Thanks for making SOCAP24 a great success. Stay tuned to learn more about SOCAP25!

SOCAP13 Session Recap: To Be or Not To Be: A Case Study in Exits from an Impact Fund

SOCAP Global September 6, 2013

A panel representing key parts of the social innovation supply chain discussed the importance of flexibility, stakeholder engagement, and customizing solutions to individual needs in shaping exit strategy for good economy start-ups. Root Capital and Good Capital represented the nonprofit and for-profit sides of investment firms, while BetterWorldBooks and AlterEco provided the social startup perspective.
Food for thought from this session:

  1. Debt and equity expectations are still determined by tradition bifurcations of business vs. nonprofit categories. Creating innovative financial structured deals can be challenging because stakeholders maintain old expectations conforming to legal entity status. Practicing flexibility and the ability to tailor solutions to each stakeholder empowers the ability to maneuver in frozen markets, though it may create a more piecemeal and time-intensive solution. For example, BetterWorldBooks benefited from a put-call arrangement with their investors, which limited the growth of liability on the startup side.
  2. Social entrepreneurs must think strategically about the true meaning of exit and how it might influence their social venture.

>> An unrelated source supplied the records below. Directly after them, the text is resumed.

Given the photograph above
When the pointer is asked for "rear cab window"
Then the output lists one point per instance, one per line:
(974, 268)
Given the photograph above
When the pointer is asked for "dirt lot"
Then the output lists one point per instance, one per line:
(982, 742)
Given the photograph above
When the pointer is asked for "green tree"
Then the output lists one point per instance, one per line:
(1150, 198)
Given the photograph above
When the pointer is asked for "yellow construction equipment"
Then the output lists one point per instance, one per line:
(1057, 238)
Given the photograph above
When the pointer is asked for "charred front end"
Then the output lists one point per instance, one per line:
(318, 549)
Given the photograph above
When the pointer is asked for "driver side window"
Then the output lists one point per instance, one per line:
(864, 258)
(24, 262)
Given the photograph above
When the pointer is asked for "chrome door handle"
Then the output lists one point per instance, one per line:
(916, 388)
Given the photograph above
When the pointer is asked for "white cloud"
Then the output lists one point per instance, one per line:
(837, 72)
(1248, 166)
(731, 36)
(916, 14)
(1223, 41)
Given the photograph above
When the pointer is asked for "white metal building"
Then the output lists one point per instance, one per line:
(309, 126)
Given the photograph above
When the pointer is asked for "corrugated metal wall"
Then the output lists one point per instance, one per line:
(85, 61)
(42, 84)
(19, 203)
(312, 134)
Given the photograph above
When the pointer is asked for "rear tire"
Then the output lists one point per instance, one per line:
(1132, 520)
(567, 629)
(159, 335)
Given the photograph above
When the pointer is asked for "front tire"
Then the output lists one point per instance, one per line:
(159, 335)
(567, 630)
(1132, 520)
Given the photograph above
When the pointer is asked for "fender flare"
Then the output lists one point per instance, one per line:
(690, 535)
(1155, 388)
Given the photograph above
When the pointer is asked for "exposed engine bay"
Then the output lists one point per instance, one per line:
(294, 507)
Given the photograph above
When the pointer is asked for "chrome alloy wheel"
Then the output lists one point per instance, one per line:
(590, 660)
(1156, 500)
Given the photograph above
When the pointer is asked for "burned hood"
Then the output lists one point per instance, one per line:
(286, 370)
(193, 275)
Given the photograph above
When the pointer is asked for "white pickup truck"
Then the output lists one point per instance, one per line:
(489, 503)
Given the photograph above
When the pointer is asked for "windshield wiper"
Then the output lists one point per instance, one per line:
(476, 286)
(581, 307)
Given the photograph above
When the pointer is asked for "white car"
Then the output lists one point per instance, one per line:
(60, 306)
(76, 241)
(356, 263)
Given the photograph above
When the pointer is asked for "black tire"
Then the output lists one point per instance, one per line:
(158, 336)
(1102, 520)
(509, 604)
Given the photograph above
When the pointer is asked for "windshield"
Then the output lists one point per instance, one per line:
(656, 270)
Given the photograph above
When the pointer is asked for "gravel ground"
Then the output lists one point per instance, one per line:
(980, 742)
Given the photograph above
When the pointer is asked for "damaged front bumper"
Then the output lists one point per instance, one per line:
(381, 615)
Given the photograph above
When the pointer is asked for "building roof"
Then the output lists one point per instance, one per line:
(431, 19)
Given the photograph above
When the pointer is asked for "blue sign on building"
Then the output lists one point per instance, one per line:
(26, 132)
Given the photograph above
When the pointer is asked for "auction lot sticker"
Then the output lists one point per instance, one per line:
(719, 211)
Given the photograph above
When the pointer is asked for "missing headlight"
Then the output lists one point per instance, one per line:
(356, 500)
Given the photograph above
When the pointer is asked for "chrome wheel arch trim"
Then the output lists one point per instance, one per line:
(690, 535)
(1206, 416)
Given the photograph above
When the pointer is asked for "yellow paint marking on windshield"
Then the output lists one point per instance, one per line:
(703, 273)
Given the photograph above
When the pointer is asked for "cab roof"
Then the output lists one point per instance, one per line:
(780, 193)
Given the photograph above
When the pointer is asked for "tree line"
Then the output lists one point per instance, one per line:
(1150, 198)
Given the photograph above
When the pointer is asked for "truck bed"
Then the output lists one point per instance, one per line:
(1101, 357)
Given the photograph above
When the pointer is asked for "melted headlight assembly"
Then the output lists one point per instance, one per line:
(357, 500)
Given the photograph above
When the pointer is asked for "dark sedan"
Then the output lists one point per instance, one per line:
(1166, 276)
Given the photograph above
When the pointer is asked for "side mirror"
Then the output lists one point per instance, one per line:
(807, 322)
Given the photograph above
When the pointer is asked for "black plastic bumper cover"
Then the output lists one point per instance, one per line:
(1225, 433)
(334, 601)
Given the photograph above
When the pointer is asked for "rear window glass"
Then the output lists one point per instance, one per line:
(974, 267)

Though founders are often creating new business models, relationships, and ways of interacting, exit can also create strife and the social benefit may be lost if the new management team does not understand the principles and values of the original startup.
  3. Because the timeline of venture capital and the timeline of impact are not same, it’s important to embed mission insurance in a social startup’s deal structure. Time horizons are not always the best fit for mission and entrepreneurs.
  4. Exits should come organically with opportunity and time. From an investor’s standpoint, extracting arbitrary timelines from entrepreneurs is not always healthy, even though liquidity and events are desired. Nuanced social businesses sometimes look at time horizons of multiple decades, so the short time horizons used by conventional investing can be harmful. A holding company might be used to create “little Berkshire Hathaways for good” and set up a healthy time horizon of a decades to enable change.